The statistical epistasis network approach has many advantages. 1) Networks allow for efficiently visualizing both main and epistatic effects and how they interplay. 2) Networks serve as a very intuitive tool to study pairwise interactions and to characterize the entire epistatic interaction space. Moreover, they may also help identify higher-order interactions by grouping SNPs into connected components. High-order epistasis does not necessarily require detectable pairwise interactions between SNPs. However, given that current computational power allows only for exhaustively enumerating pairwise interactions in moderate-size data sets, pairwise interaction networks may serve as a useful guide to explore higher-order epistasis among SNPs that exhibit lower-order interactions. 3) Our network model is assembled using the entire set of available SNPs without limiting ourselves to only high main-effect ones. This reduces the risk of overlooking candidate SNPs that are involved in important interactions but with low main effects. 4) Network topological analyses are used to systematically determine the best network that captures the genetic architecture of a data set. 5) Networks, along with graph theory, are well-developed fields, and many advanced techniques and analytical tools are likely to benefit future network-based epistasis studies. In particular, additional topological properties such as motif distribution and network diameter [
30,
42] are worth investigating.
Among the limitations of this approach is that it is still under development and no user-friendly interface is available yet. Different data sets may require different analytical tools and a fully automated analysis software may therefore not be appropriate. Moreover, since the approach aims at highlighting pairs of SNPs with strong pairwise interactions, it is likely to overlook SNPs that are only involved in higher-order interactions. As mentioned previously, strong three- or higher-order interactions may exist despite the absence of pairwise interactions.
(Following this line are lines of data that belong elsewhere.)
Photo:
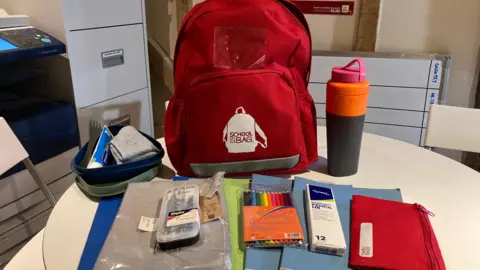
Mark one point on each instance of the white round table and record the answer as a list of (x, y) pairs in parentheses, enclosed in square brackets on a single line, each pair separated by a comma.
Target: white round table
[(444, 186)]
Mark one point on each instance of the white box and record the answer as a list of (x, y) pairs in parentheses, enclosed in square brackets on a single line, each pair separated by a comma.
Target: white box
[(324, 226)]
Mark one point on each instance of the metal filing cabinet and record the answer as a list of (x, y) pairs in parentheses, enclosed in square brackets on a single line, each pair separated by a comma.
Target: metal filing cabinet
[(107, 49)]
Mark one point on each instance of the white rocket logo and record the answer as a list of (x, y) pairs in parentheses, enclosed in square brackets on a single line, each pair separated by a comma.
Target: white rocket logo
[(240, 132)]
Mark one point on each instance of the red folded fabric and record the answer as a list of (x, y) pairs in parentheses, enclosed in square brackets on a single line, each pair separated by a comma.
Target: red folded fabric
[(392, 235)]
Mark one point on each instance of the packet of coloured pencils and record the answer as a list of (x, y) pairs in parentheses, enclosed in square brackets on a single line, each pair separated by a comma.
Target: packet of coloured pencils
[(270, 219)]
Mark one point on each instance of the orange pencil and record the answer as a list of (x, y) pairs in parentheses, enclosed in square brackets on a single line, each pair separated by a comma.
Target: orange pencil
[(265, 199)]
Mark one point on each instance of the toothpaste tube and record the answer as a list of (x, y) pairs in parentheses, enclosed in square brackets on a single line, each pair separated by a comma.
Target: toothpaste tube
[(100, 154), (325, 229)]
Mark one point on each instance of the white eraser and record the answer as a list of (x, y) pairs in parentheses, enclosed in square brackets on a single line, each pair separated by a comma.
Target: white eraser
[(324, 226)]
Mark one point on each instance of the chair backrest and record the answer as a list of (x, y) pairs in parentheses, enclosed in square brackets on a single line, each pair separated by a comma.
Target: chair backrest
[(11, 150), (453, 128)]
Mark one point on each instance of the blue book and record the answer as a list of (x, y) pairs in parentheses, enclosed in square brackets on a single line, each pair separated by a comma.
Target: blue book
[(301, 258)]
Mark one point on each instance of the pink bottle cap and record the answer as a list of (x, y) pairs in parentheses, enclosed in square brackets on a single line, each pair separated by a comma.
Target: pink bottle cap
[(349, 74)]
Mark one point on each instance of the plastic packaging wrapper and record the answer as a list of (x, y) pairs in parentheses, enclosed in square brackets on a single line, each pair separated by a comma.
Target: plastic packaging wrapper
[(269, 217), (128, 247)]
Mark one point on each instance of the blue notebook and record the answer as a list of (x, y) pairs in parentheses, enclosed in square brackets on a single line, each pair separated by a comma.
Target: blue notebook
[(300, 258), (103, 220), (258, 258)]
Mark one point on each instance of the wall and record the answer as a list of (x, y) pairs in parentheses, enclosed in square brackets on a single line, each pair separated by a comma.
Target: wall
[(333, 33), (45, 15)]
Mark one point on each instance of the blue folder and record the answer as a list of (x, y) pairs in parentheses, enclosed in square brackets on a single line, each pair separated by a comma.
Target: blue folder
[(258, 258), (301, 258)]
The statistical epistasis network approach we used can be extended in the following ways. 1) The network
G0.013 will be further studied for bladder cancer association. Through a closer investigation, such as gene ontologies and biological pathways, on those 319 SNPs in the network, especially those 39 SNPs in the largest connected component, we expect to prioritize gene categories with high bladder cancer susceptibility, and to testify whether SNP interactions tend to happen within the same category or across categories. Other possible applications include using the network to train classifiers in predicting bladder cancer risk [
50] and to supervise data mining methods for identifying high-order genetic interactions [
27]. 2) The approach can also be applied to other data sets. We are particularly interested in investigating network topologies in larger data sets or data associated with other diseases. 3) To corroborate the present results, future studies could use metrics other than information theoretical measures, such as SNP and gene annotation or SURF scores, which are obtained by directly assessing genetic variants depending on their phenotype relevance using machine learning techniques [
51]. 4) Given the effect of smoking [
37] and arsenic exposure [
41,
52] on bladder cancer prevalence, an additional next step is to account for gene-environment interactions in our analyses. This can be achieved by adding these environmental factors to our model, and investigating how the environmental background on which the genes are expressed modify the conclusions we draw.